= MRC Laboratory of Medical Sciences =

Biomedical research institute in England

The Medical Research Council (MRC) Laboratory of Medical Sciences (LMS) (formerly MRC Clinical Sciences Centre, and then the MRC London Institute of Medical Sciences) is a biomedical research institute based in West London, England. Research at the institute focuses on the understanding of the molecular and physiological basis of health and disease. The LMS was established in 1994 and receives core funding from the Medical Research Council like the Laboratory of Molecular Biology at Cambridge University. The institute is in partnership with Imperial College London and is located on the campus of Imperial College Healthcare NHS Trust at the Hammersmith Hospital. Since 2023 it has been led by its director, endocrinologist, Wiebke Arlt.

== Research ==
The LMS carries out discovery science.

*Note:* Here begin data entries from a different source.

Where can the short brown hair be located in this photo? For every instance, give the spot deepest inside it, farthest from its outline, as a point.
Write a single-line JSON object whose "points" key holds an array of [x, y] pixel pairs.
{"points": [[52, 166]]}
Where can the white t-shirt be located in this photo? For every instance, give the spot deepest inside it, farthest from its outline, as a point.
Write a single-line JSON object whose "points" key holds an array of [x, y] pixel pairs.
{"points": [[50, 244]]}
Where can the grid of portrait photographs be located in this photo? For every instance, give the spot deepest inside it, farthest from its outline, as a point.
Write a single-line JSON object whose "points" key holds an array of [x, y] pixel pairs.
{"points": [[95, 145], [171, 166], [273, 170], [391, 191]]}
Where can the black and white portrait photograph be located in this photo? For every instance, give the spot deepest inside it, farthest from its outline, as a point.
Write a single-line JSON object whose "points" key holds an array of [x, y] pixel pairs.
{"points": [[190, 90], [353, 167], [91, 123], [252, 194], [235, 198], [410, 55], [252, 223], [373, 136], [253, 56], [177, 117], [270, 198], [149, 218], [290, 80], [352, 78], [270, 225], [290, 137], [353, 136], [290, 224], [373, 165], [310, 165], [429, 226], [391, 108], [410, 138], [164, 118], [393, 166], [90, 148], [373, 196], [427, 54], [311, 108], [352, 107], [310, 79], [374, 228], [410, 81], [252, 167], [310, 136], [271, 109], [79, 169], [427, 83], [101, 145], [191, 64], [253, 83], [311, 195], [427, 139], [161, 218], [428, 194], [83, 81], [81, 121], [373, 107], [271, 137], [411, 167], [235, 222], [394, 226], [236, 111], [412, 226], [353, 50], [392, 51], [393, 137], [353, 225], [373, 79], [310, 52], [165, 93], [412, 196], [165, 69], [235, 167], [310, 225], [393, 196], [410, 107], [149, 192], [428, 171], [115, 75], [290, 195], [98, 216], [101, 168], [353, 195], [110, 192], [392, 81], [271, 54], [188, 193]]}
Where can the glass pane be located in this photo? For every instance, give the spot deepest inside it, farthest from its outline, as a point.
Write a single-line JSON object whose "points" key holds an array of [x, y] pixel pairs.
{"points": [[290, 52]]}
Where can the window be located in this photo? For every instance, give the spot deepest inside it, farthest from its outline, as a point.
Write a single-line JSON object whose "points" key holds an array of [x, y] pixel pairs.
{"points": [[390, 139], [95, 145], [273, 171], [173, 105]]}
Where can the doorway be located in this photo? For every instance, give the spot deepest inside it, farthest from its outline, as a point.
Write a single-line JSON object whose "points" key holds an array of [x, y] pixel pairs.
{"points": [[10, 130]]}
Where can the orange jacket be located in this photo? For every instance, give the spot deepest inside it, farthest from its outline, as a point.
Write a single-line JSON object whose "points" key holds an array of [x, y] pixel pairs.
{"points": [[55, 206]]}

Its research aims to understand the fundamental mechanisms that underpin health and disease. Its The three main areas of research focus at the LMS are 1. Genes and the Environment 2. Sex Differences and 3. Cell identity across the lifecourse.

== Building ==
The LMS is based across a number of buildings at the Hammersmith Hospital campus in West London, UK. In 2017 a design team were appointed composed of Hawkins\Brown, Buro Happold and Abell Nepp to develop a new home for the Laboratory of Medical Sciences. In August 2018 contractors were invited to bid for the construction of the building. In November a planning application was submitted to the London Borough of Hammersmith and Fulham. The new LMS building, completed in December 2022, is based at the Hammersmith Hospital campus on the former site of the MRC cyclotron unit, which was decommissioned and demolished in 2014.